Novelty flamingo mailbox

   "The new residents were stopping in before their houses were finished, shopping for mailboxes," says Mr. Darmiento, "but they wanted more than your plain old mailbox." To accommodate, the store began contacting all of the mailbox suppliers they could think of, in search of the best selection of designs, patterns and craftsmen with which to supply the customer demand. They received catalogue after catalogue, and set up accounts with everyone possible, and things expanded from there.

   The mailboxes Cranbury Paint and Hardware tend to see most often are generally ones that are understated and elegant, but still an investment at several hundred dollars apiece (as opposed to a "normal" mailbox, which generally retails for under $50, including a post).

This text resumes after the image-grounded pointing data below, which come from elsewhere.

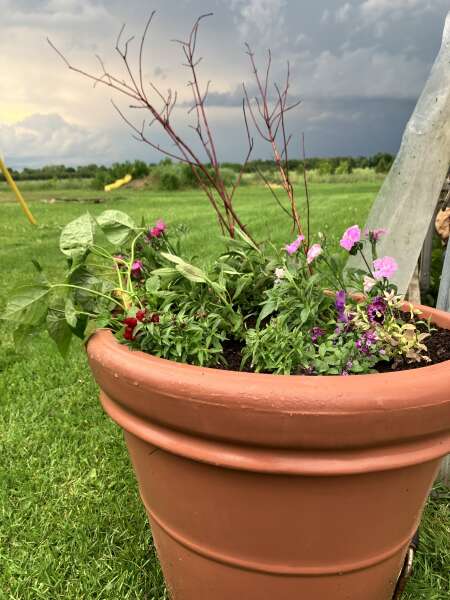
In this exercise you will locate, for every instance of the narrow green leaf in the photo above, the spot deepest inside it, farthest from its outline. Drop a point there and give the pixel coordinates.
(70, 312)
(59, 330)
(267, 309)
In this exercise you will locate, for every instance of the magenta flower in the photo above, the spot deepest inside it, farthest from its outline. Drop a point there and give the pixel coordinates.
(316, 333)
(313, 253)
(351, 237)
(376, 234)
(295, 245)
(376, 310)
(384, 267)
(157, 230)
(136, 268)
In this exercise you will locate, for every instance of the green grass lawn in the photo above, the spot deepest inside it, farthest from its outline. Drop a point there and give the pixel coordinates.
(71, 523)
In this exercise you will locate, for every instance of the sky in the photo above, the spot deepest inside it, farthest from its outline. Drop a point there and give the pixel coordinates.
(358, 67)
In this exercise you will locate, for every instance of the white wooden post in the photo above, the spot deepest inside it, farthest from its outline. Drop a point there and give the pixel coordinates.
(406, 202)
(407, 199)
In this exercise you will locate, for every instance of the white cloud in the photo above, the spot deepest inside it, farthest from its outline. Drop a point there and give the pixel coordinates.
(48, 137)
(372, 10)
(259, 20)
(343, 13)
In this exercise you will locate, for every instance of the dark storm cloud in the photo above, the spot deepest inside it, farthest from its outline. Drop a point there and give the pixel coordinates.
(358, 65)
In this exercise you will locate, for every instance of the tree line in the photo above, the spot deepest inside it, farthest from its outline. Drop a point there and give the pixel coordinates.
(172, 175)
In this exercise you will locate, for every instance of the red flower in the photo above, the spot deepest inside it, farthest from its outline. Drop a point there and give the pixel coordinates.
(130, 322)
(140, 315)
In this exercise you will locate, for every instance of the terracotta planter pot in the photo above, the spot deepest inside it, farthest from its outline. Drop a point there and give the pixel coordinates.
(268, 487)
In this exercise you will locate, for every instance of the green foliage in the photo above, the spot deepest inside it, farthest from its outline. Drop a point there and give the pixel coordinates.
(137, 281)
(53, 500)
(169, 181)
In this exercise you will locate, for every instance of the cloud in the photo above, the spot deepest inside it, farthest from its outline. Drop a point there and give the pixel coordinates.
(44, 138)
(260, 21)
(372, 10)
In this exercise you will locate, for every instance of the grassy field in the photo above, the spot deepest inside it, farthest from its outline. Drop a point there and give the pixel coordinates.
(71, 523)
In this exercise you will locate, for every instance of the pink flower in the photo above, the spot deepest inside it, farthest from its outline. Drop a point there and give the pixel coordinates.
(369, 282)
(384, 267)
(295, 245)
(376, 234)
(351, 237)
(313, 253)
(136, 268)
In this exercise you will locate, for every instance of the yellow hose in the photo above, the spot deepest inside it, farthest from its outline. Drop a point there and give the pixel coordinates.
(15, 189)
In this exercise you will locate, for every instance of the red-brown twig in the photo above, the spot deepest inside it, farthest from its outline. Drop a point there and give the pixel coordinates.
(133, 87)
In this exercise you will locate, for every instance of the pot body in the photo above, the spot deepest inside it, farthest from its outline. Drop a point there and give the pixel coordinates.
(273, 487)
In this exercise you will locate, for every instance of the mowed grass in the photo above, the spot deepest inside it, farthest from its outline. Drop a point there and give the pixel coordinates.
(71, 523)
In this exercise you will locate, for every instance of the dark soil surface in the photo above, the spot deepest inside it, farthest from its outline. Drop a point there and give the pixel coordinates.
(438, 345)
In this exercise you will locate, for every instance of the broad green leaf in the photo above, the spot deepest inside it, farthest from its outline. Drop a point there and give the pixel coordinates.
(165, 272)
(116, 225)
(28, 306)
(172, 258)
(77, 236)
(59, 330)
(21, 334)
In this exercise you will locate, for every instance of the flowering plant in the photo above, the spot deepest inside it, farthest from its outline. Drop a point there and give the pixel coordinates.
(255, 306)
(271, 306)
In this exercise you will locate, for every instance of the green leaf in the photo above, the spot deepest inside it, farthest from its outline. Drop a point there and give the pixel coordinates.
(59, 330)
(77, 236)
(21, 334)
(172, 258)
(267, 309)
(192, 273)
(70, 312)
(116, 225)
(28, 306)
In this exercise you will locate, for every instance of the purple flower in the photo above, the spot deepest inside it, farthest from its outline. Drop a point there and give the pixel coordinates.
(376, 234)
(369, 282)
(316, 333)
(366, 341)
(351, 237)
(384, 267)
(376, 310)
(157, 230)
(295, 245)
(340, 306)
(313, 253)
(136, 268)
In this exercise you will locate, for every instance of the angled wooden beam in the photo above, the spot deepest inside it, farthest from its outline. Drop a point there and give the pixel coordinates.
(408, 197)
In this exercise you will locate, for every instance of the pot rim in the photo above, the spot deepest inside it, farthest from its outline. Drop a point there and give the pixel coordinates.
(437, 316)
(284, 411)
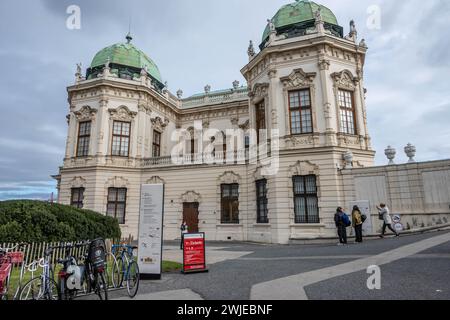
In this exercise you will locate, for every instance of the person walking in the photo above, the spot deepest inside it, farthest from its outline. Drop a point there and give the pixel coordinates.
(385, 215)
(357, 222)
(340, 219)
(184, 230)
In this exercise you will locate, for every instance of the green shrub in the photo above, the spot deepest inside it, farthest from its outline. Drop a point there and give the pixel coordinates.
(35, 221)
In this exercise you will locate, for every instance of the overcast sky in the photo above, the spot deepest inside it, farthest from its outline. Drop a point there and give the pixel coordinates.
(199, 42)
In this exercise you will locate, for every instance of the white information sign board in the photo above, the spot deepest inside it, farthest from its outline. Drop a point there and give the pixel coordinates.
(364, 207)
(151, 231)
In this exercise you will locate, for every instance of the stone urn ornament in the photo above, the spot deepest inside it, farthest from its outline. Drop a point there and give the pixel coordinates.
(390, 154)
(410, 151)
(348, 158)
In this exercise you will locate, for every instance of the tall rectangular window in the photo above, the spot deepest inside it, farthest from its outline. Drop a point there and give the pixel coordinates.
(260, 118)
(156, 144)
(84, 137)
(121, 139)
(117, 202)
(230, 203)
(347, 112)
(261, 202)
(306, 203)
(77, 197)
(300, 111)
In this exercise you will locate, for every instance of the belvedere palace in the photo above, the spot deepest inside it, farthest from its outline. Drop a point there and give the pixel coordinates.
(266, 162)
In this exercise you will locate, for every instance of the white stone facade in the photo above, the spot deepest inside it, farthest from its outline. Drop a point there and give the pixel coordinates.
(318, 61)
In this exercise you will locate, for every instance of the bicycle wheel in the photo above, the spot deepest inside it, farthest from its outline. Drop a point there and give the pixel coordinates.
(133, 278)
(35, 289)
(101, 289)
(112, 271)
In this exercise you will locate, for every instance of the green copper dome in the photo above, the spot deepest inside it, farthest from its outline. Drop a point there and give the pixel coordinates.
(126, 55)
(299, 12)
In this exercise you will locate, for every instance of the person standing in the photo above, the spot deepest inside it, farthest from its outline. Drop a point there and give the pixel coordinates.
(384, 213)
(184, 230)
(339, 219)
(357, 222)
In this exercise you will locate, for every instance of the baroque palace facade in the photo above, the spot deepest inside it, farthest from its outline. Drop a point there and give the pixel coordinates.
(306, 84)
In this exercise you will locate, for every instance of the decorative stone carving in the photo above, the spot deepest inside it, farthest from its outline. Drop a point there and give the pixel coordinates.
(348, 159)
(159, 125)
(298, 78)
(390, 154)
(324, 64)
(78, 182)
(251, 50)
(245, 126)
(86, 114)
(122, 114)
(117, 182)
(229, 177)
(260, 90)
(410, 151)
(345, 80)
(155, 180)
(191, 197)
(234, 121)
(296, 141)
(303, 168)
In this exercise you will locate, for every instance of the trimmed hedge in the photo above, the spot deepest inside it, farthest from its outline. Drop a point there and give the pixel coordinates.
(36, 221)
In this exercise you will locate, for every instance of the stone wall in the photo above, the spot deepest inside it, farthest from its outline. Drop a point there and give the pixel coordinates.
(418, 192)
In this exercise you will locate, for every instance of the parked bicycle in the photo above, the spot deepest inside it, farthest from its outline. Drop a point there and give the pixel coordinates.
(44, 286)
(127, 268)
(9, 257)
(88, 277)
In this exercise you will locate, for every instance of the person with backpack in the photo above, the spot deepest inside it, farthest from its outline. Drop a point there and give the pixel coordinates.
(342, 221)
(357, 221)
(384, 214)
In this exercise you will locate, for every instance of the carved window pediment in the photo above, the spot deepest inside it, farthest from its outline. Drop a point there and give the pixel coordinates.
(155, 180)
(86, 114)
(298, 78)
(229, 177)
(78, 182)
(303, 168)
(122, 114)
(345, 80)
(159, 124)
(260, 90)
(191, 197)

For example, their most popular style, the Keystone Classic is a pedestal mailbox, made of die-cast rust-proof aluminum, with accents available in brass, chrome brass, black metal, or verdigris green metal. It’s available in six different colors of high-quality paint, and costs almost $440. Mr. Darmiento explains that this is not only the most popular model, but it is also the most expensive that they sell regularly; boxes of more specialized design can go even higher. "The most unusual mailbox we ever sold was a solid brass mailbox that was about 18 inches by 18 inches," he recalls, "and sold for $600 — it was going to be mounted on a custom brick pillar that was being built at a customer’s new house."

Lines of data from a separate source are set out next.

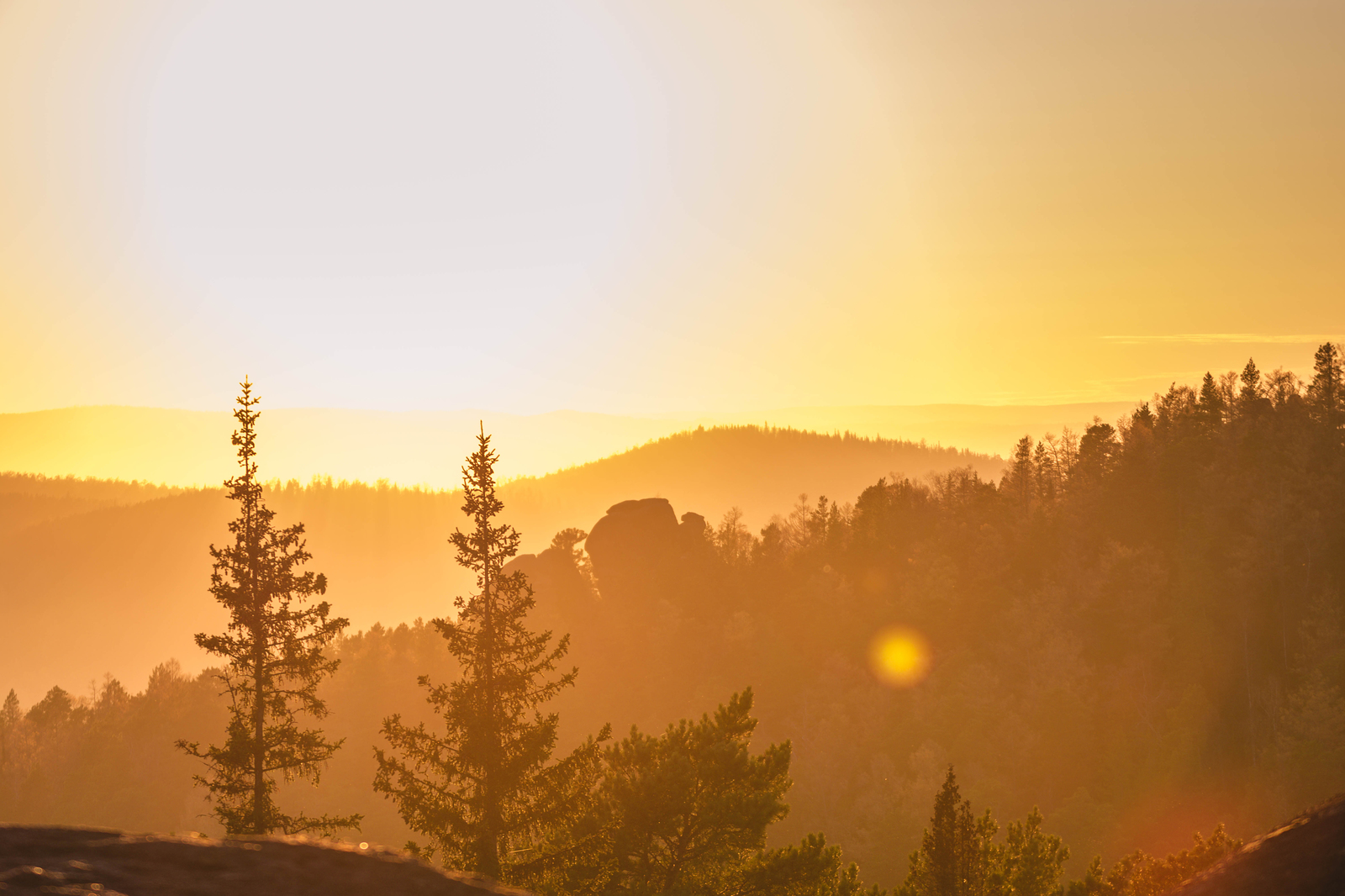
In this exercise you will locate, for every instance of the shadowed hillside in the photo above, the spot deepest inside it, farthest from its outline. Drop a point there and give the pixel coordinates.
(111, 577)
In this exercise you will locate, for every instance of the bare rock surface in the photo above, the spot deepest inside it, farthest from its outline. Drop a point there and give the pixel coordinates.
(87, 862)
(1304, 857)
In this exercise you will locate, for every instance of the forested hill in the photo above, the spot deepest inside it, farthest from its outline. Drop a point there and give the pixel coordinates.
(111, 577)
(1140, 630)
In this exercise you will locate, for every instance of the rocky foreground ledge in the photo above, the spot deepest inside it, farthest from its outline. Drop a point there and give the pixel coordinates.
(87, 862)
(1304, 857)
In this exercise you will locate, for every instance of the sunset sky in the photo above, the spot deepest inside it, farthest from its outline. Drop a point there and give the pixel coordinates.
(662, 206)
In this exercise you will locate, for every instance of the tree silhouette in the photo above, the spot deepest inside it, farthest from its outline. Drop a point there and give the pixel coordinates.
(275, 658)
(486, 788)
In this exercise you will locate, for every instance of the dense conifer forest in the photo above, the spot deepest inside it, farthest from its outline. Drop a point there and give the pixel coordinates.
(1137, 633)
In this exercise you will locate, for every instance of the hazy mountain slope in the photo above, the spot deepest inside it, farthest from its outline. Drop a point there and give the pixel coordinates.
(121, 586)
(188, 447)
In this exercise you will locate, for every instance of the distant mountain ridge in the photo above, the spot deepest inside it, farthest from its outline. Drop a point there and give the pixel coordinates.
(112, 576)
(414, 447)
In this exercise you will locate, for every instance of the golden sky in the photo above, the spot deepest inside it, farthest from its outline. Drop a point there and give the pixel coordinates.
(662, 206)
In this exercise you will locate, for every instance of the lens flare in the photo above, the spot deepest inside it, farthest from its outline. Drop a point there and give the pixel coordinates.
(899, 656)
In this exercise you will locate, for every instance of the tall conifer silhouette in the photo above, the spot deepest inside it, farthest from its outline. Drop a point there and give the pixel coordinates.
(275, 658)
(484, 790)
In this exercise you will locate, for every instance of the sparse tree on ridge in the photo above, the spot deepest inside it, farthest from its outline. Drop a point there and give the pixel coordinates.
(1327, 392)
(486, 791)
(275, 660)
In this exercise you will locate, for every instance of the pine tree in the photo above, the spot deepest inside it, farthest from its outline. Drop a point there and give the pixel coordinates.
(689, 810)
(1327, 392)
(1031, 862)
(275, 660)
(1020, 481)
(1253, 389)
(955, 856)
(486, 788)
(1210, 405)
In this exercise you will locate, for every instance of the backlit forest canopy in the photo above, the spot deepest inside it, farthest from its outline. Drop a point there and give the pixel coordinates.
(385, 548)
(1138, 629)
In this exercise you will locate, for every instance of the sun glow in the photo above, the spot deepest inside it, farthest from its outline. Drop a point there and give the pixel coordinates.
(899, 656)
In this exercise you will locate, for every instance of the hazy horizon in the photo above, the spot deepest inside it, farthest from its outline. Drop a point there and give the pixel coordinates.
(417, 447)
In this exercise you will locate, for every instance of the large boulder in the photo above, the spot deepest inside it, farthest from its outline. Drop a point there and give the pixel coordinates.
(108, 862)
(634, 544)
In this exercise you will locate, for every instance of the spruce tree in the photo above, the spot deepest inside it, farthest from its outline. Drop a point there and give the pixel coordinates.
(1327, 392)
(275, 660)
(955, 856)
(484, 791)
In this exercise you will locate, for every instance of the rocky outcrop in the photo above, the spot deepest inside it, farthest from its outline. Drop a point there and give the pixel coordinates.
(1305, 857)
(641, 542)
(107, 862)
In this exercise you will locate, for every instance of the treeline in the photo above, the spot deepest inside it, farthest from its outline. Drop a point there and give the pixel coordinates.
(1137, 630)
(1140, 629)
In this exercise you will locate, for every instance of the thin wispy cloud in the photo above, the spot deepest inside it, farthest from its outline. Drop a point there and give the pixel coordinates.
(1237, 338)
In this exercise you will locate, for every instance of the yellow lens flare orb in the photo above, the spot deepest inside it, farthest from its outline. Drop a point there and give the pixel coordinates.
(899, 656)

   In this area, Mr. Darmiento admits there hasn’t been much call for silly or whimsical mailboxes; the area seems to prefer higher-end merchandise — fancy metals, brass, and intricate antique-styles are the norm. Though he is ready for those whose tastes might run more toward the quirky and fanciful. "I do have [a mailbox] in stock that is really nice and shaped like an old fashioned barn," he says, "[the box] is made straight from Amish suppliers, and I’ll be getting a couple of more designs [from them], which are all handmade, like lighthouses and barns."

Novelty sailboat mailbox

   Springtime is a popular time for people to look into custom mailboxes. The ground has thawed, making installation easier, and people are spending more time outside, so they are more aware of what kind of exterior renovations and alterations their homes need, or just how they could improve what they already have. Additionally, wintertime can be fatal to mailboxes, due to clumsy plowwork or high drifts of snow, or rotting posts from years of weathering.

   New construction also attracts people to the idea. "We are very busy with all the new homes in the area," Mr. Darmiento admits, "People are replacing their old mailboxes that are falling apart. Some of them were never cemented [into the ground], so they are leaning over and ready to fall down. And the winter is busy with snow plows hitting mailboxes."

   Making the exterior of house and property speak more about the owner’s tastes and interests is becoming more common; people want their homes to show their neighborhoods who they are, what they like, and often what they can afford. It’s a matter of pride and a matter of place. Mr. Darmiento describes his customers in such ways. "Today’s customers take pride in their homes more than ever," he explains, "and the first thing people see visiting or driving by is the mailbox. So they like their home to have nice curb appeal."